Durante o cumprimento de mandados judiciais, foram realizadas buscas na clínica e em endereços residenciais vinculados à investigada para apreender documentos, aparelhos eletrônicos, contratos, prontuários, equipamentos e outros materiais de interesse das investigações. Além da prisão, a operação cumpre dois mandados de busca e apreensão e sequestro de R$ 600 mil, além de bens patrimoniais.

Segundo a polícia, a operação apura a prática de procedimentos estéticos e cirúrgicos, supostamente realizados de forma irregular, que causaram graves danos físicos e psicológicos nas vítimas.

Nota da defesa

A defesa da cirurgiã-dentista Valéria Ribeiro, representada pela advogada Caroline Bittar, vem a público esclarecer que, até o presente momento, não teve acesso à integralidade dos documentos que embasaram a operação policial deflagrada nesta quinta-feira (28) pela Polícia Civil de Goiás.

A ausência de acesso integral aos autos impossibilita, por ora, uma resposta técnica e jurídica completa aos fatos noticiados.

Tão logo tenha acesso irrestrito à documentação, a defesa se manifestará de forma detalhada e fundamentada.

Nota do CRO-GO

O Conselho Regional de Odontologia de Goiás (CROGO) informa que tomou conhecimento, por meio de notícias veiculadas pela imprensa, da operação deflagrada pela Polícia Civil de Goiás, nesta quinta-feira (28/05). A profissional em questão possui registro ativo no CROGO.
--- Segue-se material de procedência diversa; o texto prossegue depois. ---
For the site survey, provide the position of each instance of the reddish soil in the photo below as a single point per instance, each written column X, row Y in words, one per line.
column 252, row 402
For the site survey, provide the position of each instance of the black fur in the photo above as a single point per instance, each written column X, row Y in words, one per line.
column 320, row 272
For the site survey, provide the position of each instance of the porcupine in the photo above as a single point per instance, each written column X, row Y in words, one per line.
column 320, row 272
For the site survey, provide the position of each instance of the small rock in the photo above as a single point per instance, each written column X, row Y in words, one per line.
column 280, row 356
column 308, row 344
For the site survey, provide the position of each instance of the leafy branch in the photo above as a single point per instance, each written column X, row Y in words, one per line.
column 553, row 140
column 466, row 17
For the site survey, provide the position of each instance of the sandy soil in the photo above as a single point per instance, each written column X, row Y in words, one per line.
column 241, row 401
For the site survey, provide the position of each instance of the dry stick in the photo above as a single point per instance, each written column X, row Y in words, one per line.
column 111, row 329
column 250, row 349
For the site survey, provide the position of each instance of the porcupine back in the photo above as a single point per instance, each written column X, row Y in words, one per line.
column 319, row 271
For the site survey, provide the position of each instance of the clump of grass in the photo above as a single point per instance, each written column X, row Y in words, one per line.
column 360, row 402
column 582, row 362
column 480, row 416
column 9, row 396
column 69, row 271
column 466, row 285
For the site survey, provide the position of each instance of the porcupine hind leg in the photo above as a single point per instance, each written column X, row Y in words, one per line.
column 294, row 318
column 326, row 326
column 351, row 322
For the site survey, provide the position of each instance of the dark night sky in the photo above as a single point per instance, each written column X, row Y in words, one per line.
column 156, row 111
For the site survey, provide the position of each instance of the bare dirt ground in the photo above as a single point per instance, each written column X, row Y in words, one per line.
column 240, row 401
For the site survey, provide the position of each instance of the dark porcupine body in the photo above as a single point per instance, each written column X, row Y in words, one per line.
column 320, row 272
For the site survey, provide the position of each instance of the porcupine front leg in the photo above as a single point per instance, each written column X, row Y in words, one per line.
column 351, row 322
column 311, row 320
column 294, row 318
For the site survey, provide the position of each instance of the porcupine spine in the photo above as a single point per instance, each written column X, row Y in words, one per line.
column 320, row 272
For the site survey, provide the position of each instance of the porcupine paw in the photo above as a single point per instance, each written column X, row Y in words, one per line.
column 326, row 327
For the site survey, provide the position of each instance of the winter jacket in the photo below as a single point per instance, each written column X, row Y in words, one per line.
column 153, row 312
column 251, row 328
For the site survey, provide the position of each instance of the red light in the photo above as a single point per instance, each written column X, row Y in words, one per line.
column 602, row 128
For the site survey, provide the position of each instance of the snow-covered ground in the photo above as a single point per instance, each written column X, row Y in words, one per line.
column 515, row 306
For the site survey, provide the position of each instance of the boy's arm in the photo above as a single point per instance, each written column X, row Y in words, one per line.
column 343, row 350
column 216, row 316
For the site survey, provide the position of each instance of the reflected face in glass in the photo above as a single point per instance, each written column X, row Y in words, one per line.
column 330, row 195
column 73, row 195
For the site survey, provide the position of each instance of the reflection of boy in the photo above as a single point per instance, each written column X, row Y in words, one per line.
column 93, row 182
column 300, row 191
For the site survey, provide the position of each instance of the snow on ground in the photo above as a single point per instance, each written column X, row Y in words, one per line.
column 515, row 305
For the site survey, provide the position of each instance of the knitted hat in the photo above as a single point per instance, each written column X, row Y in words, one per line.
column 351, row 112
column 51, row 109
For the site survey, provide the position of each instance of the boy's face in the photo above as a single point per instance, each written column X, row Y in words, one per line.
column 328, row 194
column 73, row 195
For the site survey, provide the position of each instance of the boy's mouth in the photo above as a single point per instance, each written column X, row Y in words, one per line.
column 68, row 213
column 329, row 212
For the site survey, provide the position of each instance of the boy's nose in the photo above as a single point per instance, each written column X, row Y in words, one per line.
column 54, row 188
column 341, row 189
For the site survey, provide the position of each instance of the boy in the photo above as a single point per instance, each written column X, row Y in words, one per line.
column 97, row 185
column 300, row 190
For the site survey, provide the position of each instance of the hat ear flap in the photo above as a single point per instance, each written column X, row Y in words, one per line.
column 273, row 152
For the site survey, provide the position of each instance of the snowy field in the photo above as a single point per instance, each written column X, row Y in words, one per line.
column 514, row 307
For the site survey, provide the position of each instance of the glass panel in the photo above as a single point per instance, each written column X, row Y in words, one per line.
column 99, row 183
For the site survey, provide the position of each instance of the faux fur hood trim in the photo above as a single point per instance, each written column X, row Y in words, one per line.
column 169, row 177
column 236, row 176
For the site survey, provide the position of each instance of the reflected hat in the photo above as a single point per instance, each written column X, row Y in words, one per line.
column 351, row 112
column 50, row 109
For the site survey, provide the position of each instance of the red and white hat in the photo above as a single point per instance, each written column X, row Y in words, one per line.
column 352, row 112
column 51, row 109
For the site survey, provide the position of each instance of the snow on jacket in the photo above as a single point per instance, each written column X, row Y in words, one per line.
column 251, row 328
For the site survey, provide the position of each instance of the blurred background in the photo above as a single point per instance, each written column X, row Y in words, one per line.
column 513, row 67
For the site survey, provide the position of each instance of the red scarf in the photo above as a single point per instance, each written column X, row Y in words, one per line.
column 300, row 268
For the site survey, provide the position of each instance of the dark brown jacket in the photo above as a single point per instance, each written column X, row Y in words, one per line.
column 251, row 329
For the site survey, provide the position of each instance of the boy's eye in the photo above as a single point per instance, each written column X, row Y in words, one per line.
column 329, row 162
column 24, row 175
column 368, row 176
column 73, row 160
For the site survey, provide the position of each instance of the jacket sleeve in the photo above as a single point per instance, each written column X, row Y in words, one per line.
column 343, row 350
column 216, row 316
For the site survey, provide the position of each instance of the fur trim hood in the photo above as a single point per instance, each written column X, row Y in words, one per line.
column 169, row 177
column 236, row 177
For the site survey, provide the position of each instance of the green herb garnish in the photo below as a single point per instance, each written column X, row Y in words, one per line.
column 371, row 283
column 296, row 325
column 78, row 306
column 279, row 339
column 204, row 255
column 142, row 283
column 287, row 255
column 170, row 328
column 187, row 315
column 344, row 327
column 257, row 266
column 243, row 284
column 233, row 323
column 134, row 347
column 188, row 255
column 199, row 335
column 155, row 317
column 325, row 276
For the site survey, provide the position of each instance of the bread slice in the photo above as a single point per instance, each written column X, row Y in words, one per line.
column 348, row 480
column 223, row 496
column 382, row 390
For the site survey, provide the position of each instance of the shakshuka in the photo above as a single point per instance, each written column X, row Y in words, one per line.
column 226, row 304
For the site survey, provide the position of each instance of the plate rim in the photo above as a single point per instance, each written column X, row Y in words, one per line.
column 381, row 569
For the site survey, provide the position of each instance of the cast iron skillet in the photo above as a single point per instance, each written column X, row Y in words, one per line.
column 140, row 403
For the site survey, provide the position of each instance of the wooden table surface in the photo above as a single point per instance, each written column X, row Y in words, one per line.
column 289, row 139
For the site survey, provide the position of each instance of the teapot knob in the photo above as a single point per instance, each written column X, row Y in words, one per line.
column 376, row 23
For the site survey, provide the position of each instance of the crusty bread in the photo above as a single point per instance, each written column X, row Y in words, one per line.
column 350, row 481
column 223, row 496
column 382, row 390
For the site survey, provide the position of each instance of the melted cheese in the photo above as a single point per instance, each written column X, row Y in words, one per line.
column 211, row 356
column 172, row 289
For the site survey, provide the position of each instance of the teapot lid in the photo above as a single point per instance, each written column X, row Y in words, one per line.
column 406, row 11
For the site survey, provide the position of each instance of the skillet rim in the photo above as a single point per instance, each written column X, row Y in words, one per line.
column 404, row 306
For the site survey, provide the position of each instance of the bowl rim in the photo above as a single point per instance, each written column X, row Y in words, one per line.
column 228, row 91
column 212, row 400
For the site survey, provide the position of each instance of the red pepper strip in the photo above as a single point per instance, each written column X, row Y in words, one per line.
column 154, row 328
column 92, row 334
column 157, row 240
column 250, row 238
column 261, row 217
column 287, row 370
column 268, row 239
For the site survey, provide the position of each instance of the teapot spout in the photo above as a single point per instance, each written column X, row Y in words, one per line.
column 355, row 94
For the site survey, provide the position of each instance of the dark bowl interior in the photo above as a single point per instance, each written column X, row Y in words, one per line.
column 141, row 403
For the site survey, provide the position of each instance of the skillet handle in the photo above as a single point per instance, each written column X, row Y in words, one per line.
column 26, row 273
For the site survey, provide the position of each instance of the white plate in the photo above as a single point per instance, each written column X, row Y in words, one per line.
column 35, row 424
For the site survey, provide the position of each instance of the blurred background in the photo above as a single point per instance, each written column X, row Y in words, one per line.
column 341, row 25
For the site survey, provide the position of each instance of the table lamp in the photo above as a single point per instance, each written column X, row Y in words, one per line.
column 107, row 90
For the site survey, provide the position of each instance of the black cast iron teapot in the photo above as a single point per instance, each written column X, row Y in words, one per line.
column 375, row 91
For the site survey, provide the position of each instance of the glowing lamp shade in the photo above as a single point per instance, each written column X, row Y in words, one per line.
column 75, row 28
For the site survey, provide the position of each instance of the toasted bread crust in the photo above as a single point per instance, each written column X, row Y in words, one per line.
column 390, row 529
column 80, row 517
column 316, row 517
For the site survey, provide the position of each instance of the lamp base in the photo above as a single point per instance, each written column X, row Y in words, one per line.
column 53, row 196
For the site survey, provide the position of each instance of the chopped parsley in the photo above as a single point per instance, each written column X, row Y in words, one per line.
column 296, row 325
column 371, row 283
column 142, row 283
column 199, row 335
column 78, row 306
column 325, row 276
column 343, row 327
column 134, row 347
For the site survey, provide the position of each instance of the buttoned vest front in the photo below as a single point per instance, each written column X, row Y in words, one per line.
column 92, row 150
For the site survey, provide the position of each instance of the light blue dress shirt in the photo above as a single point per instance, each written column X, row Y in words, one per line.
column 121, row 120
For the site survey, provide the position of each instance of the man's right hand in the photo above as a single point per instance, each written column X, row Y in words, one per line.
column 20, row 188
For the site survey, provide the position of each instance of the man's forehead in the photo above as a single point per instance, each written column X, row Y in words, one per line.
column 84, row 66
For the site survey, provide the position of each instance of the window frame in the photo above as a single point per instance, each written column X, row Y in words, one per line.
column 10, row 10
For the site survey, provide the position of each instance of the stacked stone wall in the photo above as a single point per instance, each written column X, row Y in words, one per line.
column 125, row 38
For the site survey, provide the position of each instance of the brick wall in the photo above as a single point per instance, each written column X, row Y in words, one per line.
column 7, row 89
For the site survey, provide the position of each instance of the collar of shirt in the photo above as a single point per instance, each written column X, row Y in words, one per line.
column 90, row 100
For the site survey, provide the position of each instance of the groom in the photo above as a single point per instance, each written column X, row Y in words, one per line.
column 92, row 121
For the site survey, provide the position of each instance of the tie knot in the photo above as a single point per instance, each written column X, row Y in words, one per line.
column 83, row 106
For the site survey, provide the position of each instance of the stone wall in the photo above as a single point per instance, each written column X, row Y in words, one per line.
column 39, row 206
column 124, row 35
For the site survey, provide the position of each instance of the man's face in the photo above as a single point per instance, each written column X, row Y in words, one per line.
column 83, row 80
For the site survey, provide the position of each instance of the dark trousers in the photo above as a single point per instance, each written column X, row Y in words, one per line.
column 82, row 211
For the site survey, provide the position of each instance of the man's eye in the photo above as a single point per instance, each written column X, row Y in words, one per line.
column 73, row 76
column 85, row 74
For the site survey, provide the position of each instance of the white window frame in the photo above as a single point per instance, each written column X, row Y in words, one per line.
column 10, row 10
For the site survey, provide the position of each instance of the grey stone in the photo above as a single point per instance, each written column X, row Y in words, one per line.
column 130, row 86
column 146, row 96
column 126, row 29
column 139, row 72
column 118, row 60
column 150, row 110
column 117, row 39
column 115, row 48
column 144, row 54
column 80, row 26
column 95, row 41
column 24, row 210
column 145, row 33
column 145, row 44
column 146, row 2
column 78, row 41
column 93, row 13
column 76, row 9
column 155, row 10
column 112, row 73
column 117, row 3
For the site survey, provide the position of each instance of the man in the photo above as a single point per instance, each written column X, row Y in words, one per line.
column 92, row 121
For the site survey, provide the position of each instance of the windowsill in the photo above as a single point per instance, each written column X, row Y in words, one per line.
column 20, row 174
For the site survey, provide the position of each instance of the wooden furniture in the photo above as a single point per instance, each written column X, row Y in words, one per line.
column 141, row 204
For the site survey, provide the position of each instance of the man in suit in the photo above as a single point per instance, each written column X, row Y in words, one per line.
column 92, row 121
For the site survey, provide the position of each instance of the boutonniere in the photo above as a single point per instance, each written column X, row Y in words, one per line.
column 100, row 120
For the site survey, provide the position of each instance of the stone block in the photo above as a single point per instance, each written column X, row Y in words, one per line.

O CROGO acompanha com atenção os desdobramentos do caso e ressalta que eventuais infrações éticas estão sendo devidamente apuradas no âmbito administrativo, respeitando-se o devido processo legal, o contraditório e a ampla defesa, conforme estabelece a legislação vigente. As apurações neste Conselho correm sob sigilo.

O CROGO esclarece que, em regra, os procedimentos estéticos minimamente invasivos de Harmonização Orofacial, como aplicação de botox e preenchimento com ácido hialurônico, podem ser realizados por profissionais da Odontologia, nos termos da Resolução CFO 198/2019.

Por outro lado, os procedimentos estéticos e cirúrgicos na face (ex.: lipoaspiração de papada, rinoplastia, otoplastia, blefaroplastia etc.) só podem ser realizados pelo cirurgião-dentista que for comprovadamente especialista em Cirurgia Estética Orofacial (CEOF), conforme exige a Resolução CFO 286/2026, sob pena de responsabilização.

O CROGO reforça seu compromisso com a fiscalização do exercício ético e legal da Odontologia, com a segurança da população e com a valorização dos profissionais que atuam dentro dos limites técnicos e científicos estabelecidos pelas normas da profissão.